Methods: Studies were identified through a systematic review of literature available on PubMed through February 2006. We included all cohort and case-control studies that assessed total or leisure time activities in relation to occurrence or mortality of breast cancer. The fully adjusted risk estimates and 95% confidence intervals for the highest versus lowest level of activity were documented for each study as well as evidence for a dose-response relationship. Methodologic quality was also assessed. Due to statistical and methodologic heterogeneity among studies, we did not carry out statistical pooling. To draw conclusions, we performed a best-evidence synthesis taking study quality into account.

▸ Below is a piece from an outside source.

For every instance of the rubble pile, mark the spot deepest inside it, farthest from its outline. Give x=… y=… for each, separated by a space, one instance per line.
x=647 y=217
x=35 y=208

Results: Nineteen cohort studies and 29 case-control studies were evaluated. There was strong evidence for an inverse association between physical activity and postmenopausal breast cancer with risk reductions ranging from 20% to 80%. For premenopausal breast cancer, however, the evidence was much weaker. For pre- and postmenopausal breast cancer combined, physical activity was associated with a modest (15-20%) decreased risk. Evidence for a dose-response relationship was observed in approximately half of the higher-quality studies that reported a decreased risk. A trend analysis indicated a 6% (95% confidence interval = 3% to 8%) decrease in breast cancer risk for each additional hour of physical activity per week assuming that the level of activity would be sustained.
Conclusions: There is evidence for an inverse association between physical activity and breast cancer risk. The evidence is stronger for postmenopausal breast cancer than for premenopausal breast cancer.